Nos cinquenta anos do 25 de Abril, a tendência para produzir um catálogo prescritivo e celebratório do que foi o repertório artístico da revolução é natural, mas esse catálogo está bem estabelecido, é organicamente partilhado entre as diferentes subjetividades de Abril e pouco lhe teria a acrescentar. Mais relevante será, talvez, procurar entender como é que esse repertório se afirma naquele momento histórico e como é que ele nos chega ao presente.
Do ponto de vista das artes performativas, a ideia de repertório remete para um conjunto estável de textos (de textos dramatúrgicos, musicais a notações coreográficas) que um artista ou grupo artístico terá preparado para colocar em cena a qualquer momento. Subentende uma relação temporal entre ensaio e evento em forma de promessa (Basualdo, 2016). A noção de partitura, partindo da musicologia e depois cooptada pelas artes visuais no séc. XX, subentende por seu lado uma promessa de reinterpretação partindo de um conjunto de informação estável. Se a performance art complexifica estas noções, o que importa reter para a leitura deste texto é a sua abertura para a dramaturgia social (Cvejić/Vujanović, 2015, 2022) e o conjunto de gestos performativos que afirmam uma ordem social ou permitem uma ruptura. Repertório, na perspectiva deste texto, deve por isso mais às suas vidas após a criação, aos usos que culturalmente lhes demos, do que às obras em si, porque é impossível falar do repertório de Abril desligado das memórias sociais que produzimos, reproduzimos e apagamos através dele.

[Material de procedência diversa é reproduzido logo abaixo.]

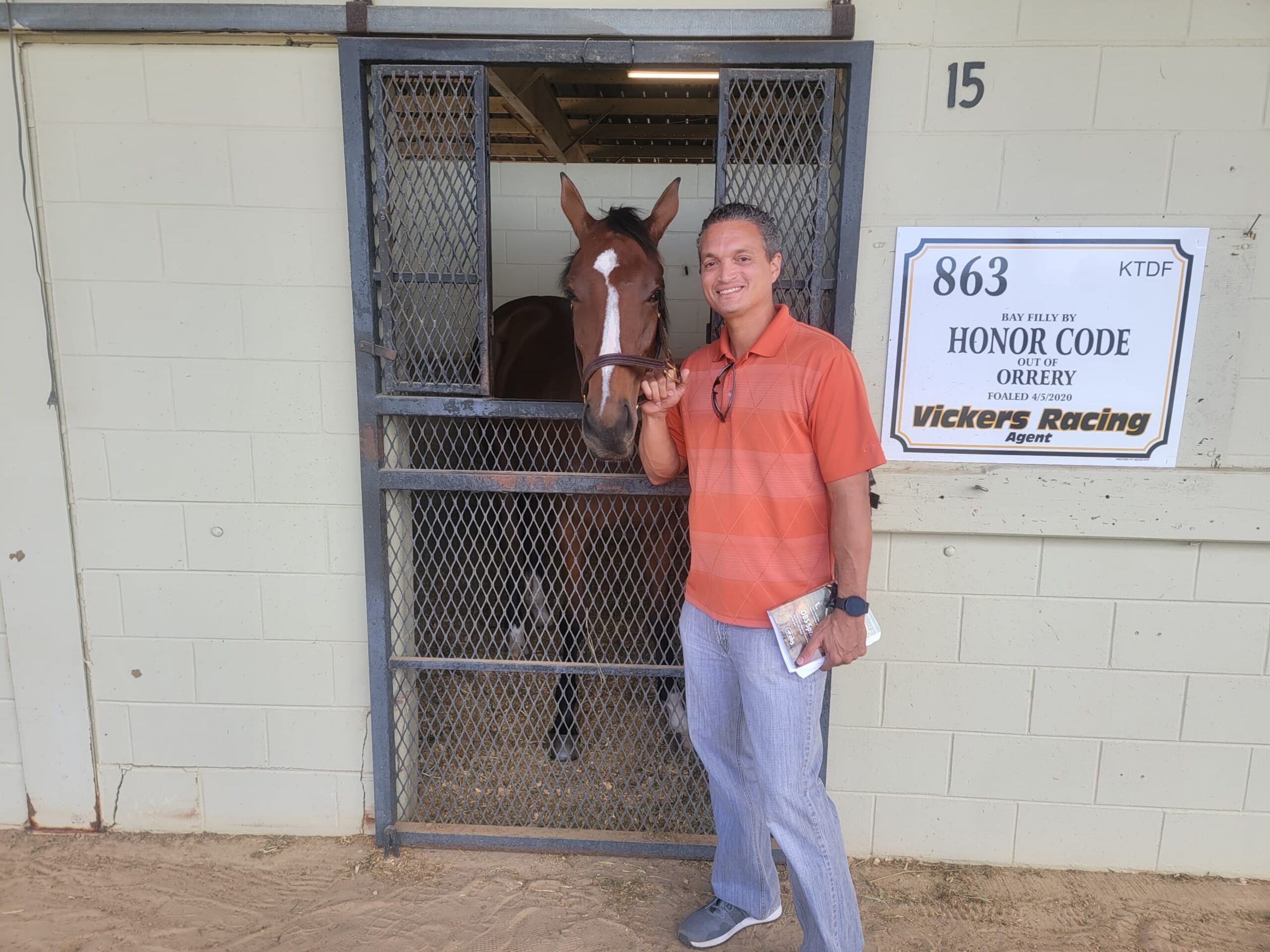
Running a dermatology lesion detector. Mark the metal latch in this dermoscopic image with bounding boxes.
[357,340,396,360]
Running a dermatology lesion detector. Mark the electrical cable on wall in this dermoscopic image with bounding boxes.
[4,0,57,406]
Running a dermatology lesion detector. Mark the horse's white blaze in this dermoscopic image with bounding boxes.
[594,247,622,413]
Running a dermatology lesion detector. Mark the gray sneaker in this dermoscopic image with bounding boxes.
[680,896,781,948]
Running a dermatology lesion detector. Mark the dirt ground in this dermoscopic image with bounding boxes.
[0,830,1270,952]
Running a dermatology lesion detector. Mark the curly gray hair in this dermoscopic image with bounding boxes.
[697,202,781,261]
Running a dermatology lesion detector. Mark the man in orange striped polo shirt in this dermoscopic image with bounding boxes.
[640,204,885,952]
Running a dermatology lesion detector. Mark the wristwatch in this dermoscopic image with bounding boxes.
[829,583,869,618]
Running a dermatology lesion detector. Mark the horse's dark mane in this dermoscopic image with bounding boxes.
[560,204,662,291]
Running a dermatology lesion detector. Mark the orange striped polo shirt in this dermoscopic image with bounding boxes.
[667,304,887,628]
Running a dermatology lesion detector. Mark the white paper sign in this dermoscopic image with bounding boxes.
[883,226,1208,466]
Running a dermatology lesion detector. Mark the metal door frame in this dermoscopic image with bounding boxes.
[339,37,873,858]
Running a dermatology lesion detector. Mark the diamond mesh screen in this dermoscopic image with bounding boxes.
[395,670,714,834]
[371,66,489,394]
[716,70,841,329]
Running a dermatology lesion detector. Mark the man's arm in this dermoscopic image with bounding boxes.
[798,471,873,670]
[639,368,690,486]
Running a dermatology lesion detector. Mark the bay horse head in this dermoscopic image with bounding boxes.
[560,173,680,460]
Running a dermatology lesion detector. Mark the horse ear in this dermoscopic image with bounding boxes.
[646,179,680,245]
[560,173,596,238]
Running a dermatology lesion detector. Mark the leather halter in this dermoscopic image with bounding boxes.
[574,306,674,404]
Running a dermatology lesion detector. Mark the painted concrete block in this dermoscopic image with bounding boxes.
[869,592,961,661]
[260,575,366,645]
[829,659,887,727]
[873,796,1015,863]
[935,0,1018,44]
[89,639,194,702]
[1000,132,1173,215]
[66,430,111,499]
[961,595,1113,668]
[1018,0,1190,43]
[229,125,347,209]
[826,727,952,795]
[186,503,326,573]
[864,132,1003,218]
[25,43,146,123]
[1015,803,1165,870]
[1095,46,1270,131]
[1243,748,1270,812]
[0,701,22,764]
[1182,674,1270,744]
[1195,542,1270,603]
[1157,812,1270,879]
[161,207,318,286]
[98,764,203,833]
[883,661,1031,734]
[128,705,268,767]
[93,701,132,764]
[241,287,357,363]
[120,571,260,639]
[1030,668,1186,740]
[320,363,357,433]
[199,769,339,836]
[145,45,305,128]
[1168,131,1270,216]
[252,433,362,505]
[330,642,371,708]
[0,764,27,827]
[949,734,1098,803]
[75,501,186,569]
[42,203,164,281]
[61,357,174,429]
[326,505,366,575]
[80,569,125,639]
[268,707,371,771]
[926,46,1098,132]
[296,46,343,129]
[1098,740,1248,810]
[172,360,321,433]
[1190,0,1270,39]
[105,430,253,503]
[75,124,232,204]
[887,535,1040,595]
[194,641,334,706]
[1040,538,1199,600]
[1111,599,1270,674]
[90,281,243,357]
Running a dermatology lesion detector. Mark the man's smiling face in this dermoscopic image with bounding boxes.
[701,221,781,317]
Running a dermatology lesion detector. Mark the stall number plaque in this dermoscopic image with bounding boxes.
[883,226,1208,466]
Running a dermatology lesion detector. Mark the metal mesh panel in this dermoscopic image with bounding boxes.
[715,70,837,327]
[383,416,644,474]
[395,669,714,834]
[386,490,689,665]
[371,66,489,394]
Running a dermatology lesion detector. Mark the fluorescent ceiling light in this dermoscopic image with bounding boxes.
[626,70,719,80]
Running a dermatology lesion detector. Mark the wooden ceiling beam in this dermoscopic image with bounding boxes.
[486,66,587,163]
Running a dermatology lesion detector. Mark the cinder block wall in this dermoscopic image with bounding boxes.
[2,0,1270,875]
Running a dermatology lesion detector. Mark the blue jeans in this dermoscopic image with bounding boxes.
[680,604,865,952]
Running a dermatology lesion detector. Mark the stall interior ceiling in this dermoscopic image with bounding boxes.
[489,66,719,163]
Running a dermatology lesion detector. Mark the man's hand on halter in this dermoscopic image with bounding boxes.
[640,367,691,419]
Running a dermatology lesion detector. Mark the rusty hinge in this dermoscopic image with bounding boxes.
[357,340,396,360]
[829,0,856,39]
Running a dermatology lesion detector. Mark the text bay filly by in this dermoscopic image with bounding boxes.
[492,174,689,760]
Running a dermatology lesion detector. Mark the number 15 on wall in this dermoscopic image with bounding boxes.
[949,60,987,109]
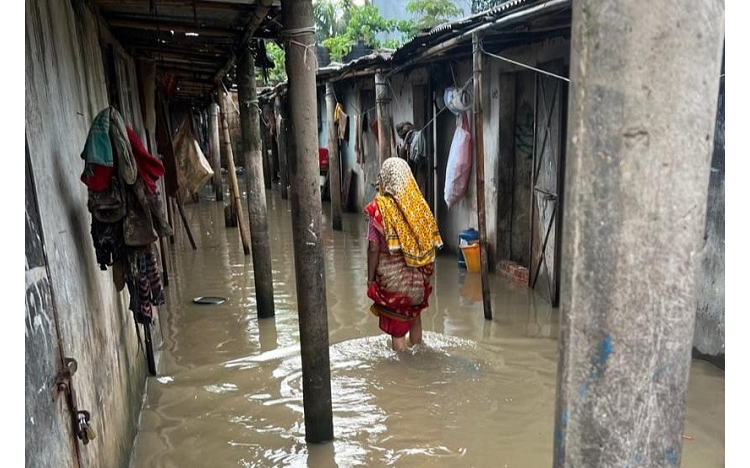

O repertório artístico de Abril ocupa um espaço tão presente quanto difuso na cultura portuguesa. O sintoma mais óbvio é a sua função de arquivo da mobilização política. Após 1974, será tão difícil encontrar um protesto ou manifestação com mobilização popular que não recorra a uma canção de Abril quanto identificar uma mobilização política que, desde então, tenha produzido um repertório próprio equiparável ao corpo cultural que se define através de um antes e um depois do 25 de Abril. As mobilizações do Que se Lixe a Troika (2012/13), por exemplo, levaram milhões de pessoas à rua ao som do que se tornou o hino de 1974, Grândola, vila morena (Zeca Afonso, 1971), bem como de Acordai (um “canto da alma” de temperamento sombrio “usado nos peditórios noturnos pelas almas em processo de purificação no purgatório que necessitem de auxílio para a elevação até ao Céu”, recolhida pelo etnógrafo Fernando Serrano em 1921 e adaptada por Fernando Lopes Graça para a Segunda Cantata de Natal em 1961).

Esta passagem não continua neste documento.